Pursuant to the Merger Agreement, and upon the terms and subject to the conditions thereof, on November 16, 2020, Merger Sub commenced a tender offer (the “Offer”) to acquire all of the issued and outstanding shares of the common stock, par value $0.001 per share (the “Shares”), of the Company, at a price per Share of $106.50, net to the holder of such Share, in cash, without interest, subject to any applicable withholding of taxes (the “Offer Price”).
The Offer expired at one minute after 11:59 p.m. (12:00 midnight) Eastern Time, on Monday, December 14, 2020. According to American Stock Transfer & Trust Company, the depositary for the Offer, 65,724,417 Shares were validly tendered in accordance with the terms of the Offer and “received” (as defined in Section 251(h)(6)(f) of the General Corporation Law of the State of Delaware (the “DGCL”)) and not validly withdrawn, representing approximately 79.7% of the outstanding Shares. In addition, 2,354,016 Shares were delivered through notices of guaranteed delivery, representing approximately 2.9% of the Shares outstanding. The number of Shares tendered satisfied the Minimum Tender Condition (as defined in the Merger Agreement).
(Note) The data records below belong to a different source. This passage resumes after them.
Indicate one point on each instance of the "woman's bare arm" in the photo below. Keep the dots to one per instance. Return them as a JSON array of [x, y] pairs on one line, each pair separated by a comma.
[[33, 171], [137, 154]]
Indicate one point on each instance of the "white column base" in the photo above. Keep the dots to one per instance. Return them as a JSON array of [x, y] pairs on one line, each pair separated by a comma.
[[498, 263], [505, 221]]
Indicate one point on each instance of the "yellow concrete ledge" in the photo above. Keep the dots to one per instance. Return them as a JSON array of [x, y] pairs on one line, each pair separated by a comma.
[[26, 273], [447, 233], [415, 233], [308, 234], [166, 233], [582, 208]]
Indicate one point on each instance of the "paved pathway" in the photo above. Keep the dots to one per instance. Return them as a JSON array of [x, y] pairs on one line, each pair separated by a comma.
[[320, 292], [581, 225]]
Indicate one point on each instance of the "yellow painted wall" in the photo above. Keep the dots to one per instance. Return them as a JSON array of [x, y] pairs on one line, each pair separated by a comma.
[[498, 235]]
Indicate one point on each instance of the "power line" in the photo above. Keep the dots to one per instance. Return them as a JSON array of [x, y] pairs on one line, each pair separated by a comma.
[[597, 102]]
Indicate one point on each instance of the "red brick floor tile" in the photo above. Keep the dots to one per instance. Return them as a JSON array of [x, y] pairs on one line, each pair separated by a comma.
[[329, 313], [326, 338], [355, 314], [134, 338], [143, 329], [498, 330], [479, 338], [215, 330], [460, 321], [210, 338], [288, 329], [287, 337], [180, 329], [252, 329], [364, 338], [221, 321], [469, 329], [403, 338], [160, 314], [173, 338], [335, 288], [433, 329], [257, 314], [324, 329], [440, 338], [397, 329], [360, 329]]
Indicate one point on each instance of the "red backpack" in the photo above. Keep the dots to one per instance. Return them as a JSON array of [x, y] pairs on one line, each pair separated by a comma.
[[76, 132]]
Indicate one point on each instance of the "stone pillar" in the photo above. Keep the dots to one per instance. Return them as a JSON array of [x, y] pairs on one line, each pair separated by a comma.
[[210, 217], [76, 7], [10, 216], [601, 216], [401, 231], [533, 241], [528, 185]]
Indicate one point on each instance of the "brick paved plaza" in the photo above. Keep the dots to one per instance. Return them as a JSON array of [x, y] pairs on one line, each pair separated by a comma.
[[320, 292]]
All conditions to the Offer having been satisfied or waived, Parent and Merger Sub accepted for payment all Shares validly tendered (and not validly withdrawn) prior to the expiration of the Offer and made payment for such Shares on December 15, 2020.
On December 15, 2020, as a result of its acceptance of, and payment for, the Shares tendered in the Offer, Merger Sub acquired a sufficient number of Shares to complete the merger of Merger Sub with and into the Company (the “Merger”), without a vote of the stockholders of the Company pursuant to Section 251(h) of the DGCL. Accordingly, following the consummation of the Offer, Parent and Merger Sub effected the Merger pursuant to Section 251(h). At the effective time of the Merger, each outstanding Share (other than (1) Shares irrevocably accepted for purchase by Merger Sub in the Offer, (2) Shares owned by Parent, Merger Sub or the Company or any direct or indirect wholly-owned subsidiary of Parent or the Company, including all Shares held by the Company as treasury stock, or (3) Shares that are held by any stockholder who is entitled to demand and properly demands appraisal pursuant to, and who complies in all respects with the provisions of, Section 262 of the DGCL with respect to such Shares) was converted into the right to receive the Offer Price from Merger Sub. At the effective time of the Merger, the Company became an indirect wholly-owned subsidiary of Parent. As a result, a change of control of the Company occurred.
The foregoing description of the Merger Agreement and the transactions contemplated thereby does not purport to be complete and is qualified in its entirety by reference to the Merger Agreement, a copy of which is filed as Exhibit 2.1 to this Current Report on Form 8-K and is incorporated by reference herein.